MHP’deki “olağanüstü tüzük kurultayı” her iki tarafın da açıkladığı farklı tarihler nedeniyle deyim yerindeyse “bilmeceye” dönüştü. Yargıtay’ın “onama” kararının ardından önce genel merkez “yargı kararına saygı duyulacağını belirterek, hem tüzük kurultayının hem de seçimli kurultayın 10 Temmuz’da yapılacağını” açıkladı. Ancak parti içi muhalefet, “söz konusu tarihin kendilerini yarıştan çekmeye yönelik genel merkezin bir hamlesi olduğu” düşüncesiyle “kurultay tarihi belirleme yetkisinin çağrı heyetinde olduğunu” açıkladı. Tartışmalar sürerken, çağrı heyetinden “Kurultay 19 Haziran’da yapılacaktır” açıklaması geldi. Ancak bu kez de genel merkez “10 Temmuz tarihindeki hiçbir tarihi kurultay tarihi olarak kabul etmeyeceğini, 10 Temmuz dışındaki herhangi bir tarihte kurultayın yapılması halinde bu kurultayın hukuki olarak geçersiz olacağını” açıkladı. Genel merkezin “19 Haziran’daki kurultay hukuki olmayacaktır” savının arkasındaki en önemli dayanağı ise parti tüzüğünün 64. maddesi oluşturuyor. “Büyük kurultayın açılışı” başlıklı söz konusu madde, “Büyük kongre, parti genel başkanı veya teşkilat işlerini yürüten genel başkan yardımcısı yahut genel başkanın görevlendireceği merkez yönetim kurulu üyelerinden biri tarafından usulüne uygun olarak, yoklama yapıldıktan sonra, yeterli çoğunluk sağlanmışsa açılır” hükmünü içeriyor. Buna göre, “19 Haziran’da yapılacak bir kurultaya MHP yönetimi tarafından bir katılım olmayacağından, parti yönetimine göre bu kurultayın sonucu geçerli kabul edilmiyor.”

 

‘Üst düzey karar organı divandır’

Genel merkezin bu yönlü savunmasına, muhalefet cephesinden de yine tüzükle rest geldi. Parti içi muhalefet ise parti tüzüğünün 62. maddesinde yer alan “Büyük kongre, partinin en üst düzeyde yetkili ve sorumlu karar organıdır.

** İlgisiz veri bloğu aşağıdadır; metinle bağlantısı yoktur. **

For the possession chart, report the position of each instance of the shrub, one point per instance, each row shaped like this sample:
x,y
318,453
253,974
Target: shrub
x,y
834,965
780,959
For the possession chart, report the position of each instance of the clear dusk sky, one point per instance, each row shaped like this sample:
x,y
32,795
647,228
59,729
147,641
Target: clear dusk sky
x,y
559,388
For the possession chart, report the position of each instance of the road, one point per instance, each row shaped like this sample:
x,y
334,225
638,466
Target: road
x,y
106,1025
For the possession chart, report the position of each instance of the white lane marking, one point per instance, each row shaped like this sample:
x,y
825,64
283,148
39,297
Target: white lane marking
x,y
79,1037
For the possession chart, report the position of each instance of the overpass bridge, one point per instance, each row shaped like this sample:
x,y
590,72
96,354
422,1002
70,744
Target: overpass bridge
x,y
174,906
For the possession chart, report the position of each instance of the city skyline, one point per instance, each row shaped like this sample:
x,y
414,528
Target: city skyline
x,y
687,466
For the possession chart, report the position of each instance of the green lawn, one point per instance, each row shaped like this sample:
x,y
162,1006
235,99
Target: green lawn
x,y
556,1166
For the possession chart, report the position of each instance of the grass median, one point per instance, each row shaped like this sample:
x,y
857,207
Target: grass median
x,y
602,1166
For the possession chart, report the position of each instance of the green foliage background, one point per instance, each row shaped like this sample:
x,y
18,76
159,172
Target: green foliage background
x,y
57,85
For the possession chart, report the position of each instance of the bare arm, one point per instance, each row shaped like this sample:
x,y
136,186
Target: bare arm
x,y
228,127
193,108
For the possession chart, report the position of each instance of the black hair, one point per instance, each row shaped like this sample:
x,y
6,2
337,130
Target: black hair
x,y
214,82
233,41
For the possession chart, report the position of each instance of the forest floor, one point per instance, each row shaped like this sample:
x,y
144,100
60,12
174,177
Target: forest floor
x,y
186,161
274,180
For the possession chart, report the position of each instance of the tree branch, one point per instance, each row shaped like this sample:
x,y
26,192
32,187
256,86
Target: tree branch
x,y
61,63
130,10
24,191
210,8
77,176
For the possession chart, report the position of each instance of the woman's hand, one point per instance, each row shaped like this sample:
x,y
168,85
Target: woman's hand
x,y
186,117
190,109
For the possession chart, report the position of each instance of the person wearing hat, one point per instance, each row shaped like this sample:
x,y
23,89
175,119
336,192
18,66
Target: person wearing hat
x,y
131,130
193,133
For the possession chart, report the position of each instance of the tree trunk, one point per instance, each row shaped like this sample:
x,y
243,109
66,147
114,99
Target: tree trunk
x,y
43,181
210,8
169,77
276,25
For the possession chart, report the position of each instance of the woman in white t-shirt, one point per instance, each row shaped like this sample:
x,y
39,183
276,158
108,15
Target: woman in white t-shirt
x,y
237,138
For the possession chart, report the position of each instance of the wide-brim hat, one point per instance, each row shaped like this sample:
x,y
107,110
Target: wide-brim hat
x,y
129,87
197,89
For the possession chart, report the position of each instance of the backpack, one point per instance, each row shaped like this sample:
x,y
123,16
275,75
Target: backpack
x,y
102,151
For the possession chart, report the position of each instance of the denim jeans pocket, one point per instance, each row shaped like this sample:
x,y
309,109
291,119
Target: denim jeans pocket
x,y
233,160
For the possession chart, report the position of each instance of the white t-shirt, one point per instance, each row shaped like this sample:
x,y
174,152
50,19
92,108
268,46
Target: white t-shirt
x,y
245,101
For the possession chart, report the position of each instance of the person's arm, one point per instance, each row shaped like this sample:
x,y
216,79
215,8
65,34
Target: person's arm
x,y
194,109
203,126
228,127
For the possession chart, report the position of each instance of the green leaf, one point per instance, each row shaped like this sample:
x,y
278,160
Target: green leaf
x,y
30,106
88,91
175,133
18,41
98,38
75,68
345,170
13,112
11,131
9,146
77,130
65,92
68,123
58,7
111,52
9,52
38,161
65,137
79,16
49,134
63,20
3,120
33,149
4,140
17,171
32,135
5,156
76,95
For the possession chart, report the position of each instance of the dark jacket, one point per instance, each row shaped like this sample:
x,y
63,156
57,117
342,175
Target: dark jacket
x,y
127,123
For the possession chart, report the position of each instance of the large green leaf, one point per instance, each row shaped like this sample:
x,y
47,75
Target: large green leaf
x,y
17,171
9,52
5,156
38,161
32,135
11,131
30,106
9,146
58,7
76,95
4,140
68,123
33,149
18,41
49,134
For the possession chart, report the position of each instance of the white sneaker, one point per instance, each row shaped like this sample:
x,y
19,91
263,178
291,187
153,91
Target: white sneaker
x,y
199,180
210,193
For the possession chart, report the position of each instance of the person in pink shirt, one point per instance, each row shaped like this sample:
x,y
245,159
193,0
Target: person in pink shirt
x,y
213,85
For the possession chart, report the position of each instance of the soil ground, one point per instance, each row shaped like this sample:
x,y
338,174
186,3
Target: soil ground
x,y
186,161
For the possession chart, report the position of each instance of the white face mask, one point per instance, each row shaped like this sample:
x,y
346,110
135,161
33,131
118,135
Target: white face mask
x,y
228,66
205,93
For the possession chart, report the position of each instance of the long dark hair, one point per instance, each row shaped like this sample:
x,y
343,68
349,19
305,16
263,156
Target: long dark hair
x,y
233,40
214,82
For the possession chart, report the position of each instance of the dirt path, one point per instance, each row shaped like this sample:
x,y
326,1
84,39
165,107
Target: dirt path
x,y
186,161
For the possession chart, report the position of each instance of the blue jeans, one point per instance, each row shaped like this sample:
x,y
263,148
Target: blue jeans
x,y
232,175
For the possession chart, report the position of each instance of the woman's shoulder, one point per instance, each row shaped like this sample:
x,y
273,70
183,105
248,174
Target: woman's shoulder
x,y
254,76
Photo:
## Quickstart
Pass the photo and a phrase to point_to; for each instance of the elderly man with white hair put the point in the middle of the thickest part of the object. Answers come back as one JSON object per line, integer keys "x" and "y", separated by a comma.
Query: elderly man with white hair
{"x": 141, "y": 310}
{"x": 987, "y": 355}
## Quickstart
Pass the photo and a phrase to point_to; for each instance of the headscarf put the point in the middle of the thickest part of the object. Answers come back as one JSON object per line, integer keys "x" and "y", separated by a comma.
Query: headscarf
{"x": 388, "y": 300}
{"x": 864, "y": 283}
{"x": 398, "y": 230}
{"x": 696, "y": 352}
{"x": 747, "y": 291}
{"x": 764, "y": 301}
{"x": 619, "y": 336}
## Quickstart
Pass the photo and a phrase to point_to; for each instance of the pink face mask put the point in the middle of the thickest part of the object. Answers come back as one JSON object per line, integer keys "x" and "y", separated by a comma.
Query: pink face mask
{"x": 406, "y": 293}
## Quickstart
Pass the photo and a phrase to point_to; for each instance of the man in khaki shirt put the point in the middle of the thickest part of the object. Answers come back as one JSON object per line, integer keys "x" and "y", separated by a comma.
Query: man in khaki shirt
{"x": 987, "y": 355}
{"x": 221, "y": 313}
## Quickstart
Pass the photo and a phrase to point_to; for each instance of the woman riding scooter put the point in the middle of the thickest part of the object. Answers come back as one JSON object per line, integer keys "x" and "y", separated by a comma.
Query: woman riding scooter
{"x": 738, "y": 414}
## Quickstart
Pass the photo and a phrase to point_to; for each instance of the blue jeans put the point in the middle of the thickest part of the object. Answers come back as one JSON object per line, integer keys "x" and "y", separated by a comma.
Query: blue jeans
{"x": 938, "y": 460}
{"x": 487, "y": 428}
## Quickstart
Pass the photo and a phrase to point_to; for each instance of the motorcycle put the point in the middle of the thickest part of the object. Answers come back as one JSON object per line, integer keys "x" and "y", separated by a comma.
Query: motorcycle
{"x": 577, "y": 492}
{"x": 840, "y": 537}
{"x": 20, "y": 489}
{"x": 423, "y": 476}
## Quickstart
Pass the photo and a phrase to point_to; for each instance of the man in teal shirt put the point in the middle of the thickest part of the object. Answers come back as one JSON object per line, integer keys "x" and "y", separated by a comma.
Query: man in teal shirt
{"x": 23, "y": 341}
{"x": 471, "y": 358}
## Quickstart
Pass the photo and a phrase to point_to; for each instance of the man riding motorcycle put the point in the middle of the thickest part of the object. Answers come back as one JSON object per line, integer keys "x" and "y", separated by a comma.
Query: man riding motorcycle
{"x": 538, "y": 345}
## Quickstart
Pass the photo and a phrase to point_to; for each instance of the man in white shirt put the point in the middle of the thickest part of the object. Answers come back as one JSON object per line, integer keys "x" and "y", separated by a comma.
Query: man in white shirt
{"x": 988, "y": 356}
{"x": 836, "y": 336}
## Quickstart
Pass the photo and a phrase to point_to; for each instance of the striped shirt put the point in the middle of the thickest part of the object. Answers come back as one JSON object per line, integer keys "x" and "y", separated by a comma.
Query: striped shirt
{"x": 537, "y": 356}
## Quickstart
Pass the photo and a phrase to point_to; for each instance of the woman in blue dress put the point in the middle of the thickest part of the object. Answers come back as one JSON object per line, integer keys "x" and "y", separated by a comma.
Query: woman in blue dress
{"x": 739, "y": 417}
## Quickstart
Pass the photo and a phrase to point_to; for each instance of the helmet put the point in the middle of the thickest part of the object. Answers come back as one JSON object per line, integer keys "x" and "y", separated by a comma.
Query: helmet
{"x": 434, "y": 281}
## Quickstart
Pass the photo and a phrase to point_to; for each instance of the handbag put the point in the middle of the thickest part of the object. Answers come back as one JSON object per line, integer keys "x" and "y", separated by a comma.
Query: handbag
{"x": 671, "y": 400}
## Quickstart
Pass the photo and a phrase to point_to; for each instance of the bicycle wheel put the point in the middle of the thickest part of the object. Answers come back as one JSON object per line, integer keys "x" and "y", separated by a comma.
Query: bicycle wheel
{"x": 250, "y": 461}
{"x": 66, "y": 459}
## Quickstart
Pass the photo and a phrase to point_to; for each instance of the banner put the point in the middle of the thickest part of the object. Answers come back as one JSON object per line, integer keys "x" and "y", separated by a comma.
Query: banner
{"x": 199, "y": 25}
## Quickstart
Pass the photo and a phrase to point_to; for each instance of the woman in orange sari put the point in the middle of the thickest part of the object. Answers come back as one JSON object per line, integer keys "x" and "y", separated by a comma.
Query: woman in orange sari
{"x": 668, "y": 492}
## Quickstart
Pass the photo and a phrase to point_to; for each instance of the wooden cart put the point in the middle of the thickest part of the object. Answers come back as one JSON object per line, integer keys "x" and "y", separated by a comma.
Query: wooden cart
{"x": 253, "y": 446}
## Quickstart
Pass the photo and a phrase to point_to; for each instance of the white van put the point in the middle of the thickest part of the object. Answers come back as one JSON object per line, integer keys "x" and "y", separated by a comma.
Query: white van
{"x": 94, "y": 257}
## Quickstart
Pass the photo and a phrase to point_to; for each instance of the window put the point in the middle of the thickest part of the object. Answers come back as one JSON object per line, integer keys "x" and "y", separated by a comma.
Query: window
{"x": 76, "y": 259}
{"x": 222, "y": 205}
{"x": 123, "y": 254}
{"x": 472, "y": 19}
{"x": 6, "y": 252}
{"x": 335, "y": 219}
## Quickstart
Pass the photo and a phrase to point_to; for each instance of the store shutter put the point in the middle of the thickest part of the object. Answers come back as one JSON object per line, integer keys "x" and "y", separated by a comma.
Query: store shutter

Parti teşkilâtının bütün birimleri ile her türlü parti faaliyeti ve parti politikası hakkında son ve kesin karar verme yetkisine sahiptir. Parti Genel Başkanı, Merkez Yönetim Kurulu ve Merkez Disiplin Kurulu asıl ve yedek üyelerini gizli oyla seçmek, gerek görülmesi hâlinde partinin tüzük, programve adını değiştirmek gibi görevleri vardır” hükmünün “genel merkezin gündeme getirdiği 64. maddedeki hükümlerin çok üzerinde olduğunu” savunuyor. Muhalefet, tüzük 62’deki hükümlere göre de “19 Haziran’da yapılacak kurultayda alınan tüzük değişikliği kararının hukuki olacağını” belirtiyor.